Drone Maker DJI Takes Minority Stake In Iconic Swedish Camera Company Hasselblad

On the heels of a $75 million investment from Accel, Chinese drone king DJI is putting some of its funding to use by making some investments of its own. The company this week announced that it would be taking a stake in Hasselblad, a camera maker from Sweden that focuses (!) on high quality equipment, often used in more challenging environments. This is a minority stake and neither company disclosed the amount when contacted by TechCrunch. But it is large enough to give DJI a seat on Hasselblad’s board of directors.

The companies say that while they will continue to build their businesses independently of each other, the investment and partnership will also mean that they will be working on products together, with collaborations using DJI’s expertise in unmanned flying vehicles, and Hasselblad’s technical imaging know-how, specifically for the professional market.

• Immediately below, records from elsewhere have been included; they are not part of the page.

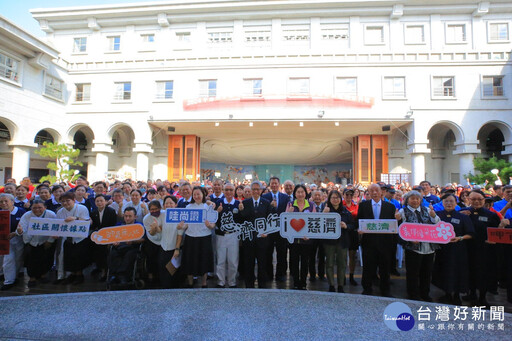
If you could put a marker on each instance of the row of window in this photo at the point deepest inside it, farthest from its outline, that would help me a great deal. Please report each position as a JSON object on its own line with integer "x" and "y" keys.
{"x": 374, "y": 34}
{"x": 393, "y": 87}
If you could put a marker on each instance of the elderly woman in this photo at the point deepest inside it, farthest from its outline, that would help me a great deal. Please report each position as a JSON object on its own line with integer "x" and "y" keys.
{"x": 419, "y": 256}
{"x": 13, "y": 261}
{"x": 451, "y": 264}
{"x": 39, "y": 250}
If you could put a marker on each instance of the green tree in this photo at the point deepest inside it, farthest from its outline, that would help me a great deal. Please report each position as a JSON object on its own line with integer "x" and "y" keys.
{"x": 64, "y": 157}
{"x": 484, "y": 167}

apollo_11_hasselblad_on_the_moon“We are honored to be partnering with DJI, the clear technology and market leader in its segment,” said Perry Oosting, Hasselblad’s CEO in a statement. “DJI and Hasselblad are equally enthusiastic about creativity and excellence, and we are looking forward to sharing technical expertise and paving the way for future innovations.”

“Hasselblad and DJI share a passion to provide creative people with cutting-edge, inventive technology to help them take visual storytelling to the next level,” said Frank Wang, DJI’s Founder and CEO in the statement. “With this partnership, we combine our strengths to further push the borders of what’s possible in imaging technology.”

This is an interesting investment for a couple of reasons. On the side of DJI, it’s a mark of the company’s ambitions to build out the image quality on its drones. DJI was an early mover in the area of drones that has taken a leadership position across consumer, industrial and high-end professional categories, and it’s already developed imaging technology as a part of that. But it is coming up against very strong competition at all levels — for example from Parrot in the consumer space, and compatriot Yuneec, which also raised a big round this year backed by Intel.

DJI making strategic investments in the wider ecosystem of components that (literally and figuratively) make the drone market fly may be a way of building the greater market, but it is also a way of locking in the more promising companies that work in the space into DJI’s own ecosystem in a more direct way, above that of its competitors.

This is not the only stake that DJI — which is projected to make $1 billion in sales in 2015 — will take in a third-party business, but it is the first to be made public. “No other investments for us to announce for the time being,” a spokesperson told me.

To be clear, the Canonical partnership also announced this week, which will see a new Ubuntu computer called Manifold embedded on to DJI drones, “was purely a partnership based on technology,” with no financial stake, the spokesperson says.

But there will be more. The company partnered with its investor Accel in May to launch the SkyFund to make investments in unmanned aerial vehicle startups. It’s not clear that Hasselblad is part of the SkyFund portfolio — the fund and Accel get no mention in the official statement about the investment. So this is a signal of how DJI will make direct investments of its own, too.

On the part of Hasselblad, this is an interesting deal, in that it’s taking a very legacy player in the area of imaging and giving it a significant leg up into one of the more cutting-edge areas of photography.

It’s also a sign of the times that Hasselblad is evolving by partnering with a company from the new guard.

Perry Oosting, the company’s CEO, tells TechCrunch that this is the first and only time that the company has taken an outside investment since being founded in 1941: “No other investments or other strategic partnerships present,” he said in an emailed response.

The company is certainly iconic in its field: it was a Hasselblad camera that was used to take the first pictures on the Moon, and its equipment also been used in a number of other NASA space missions.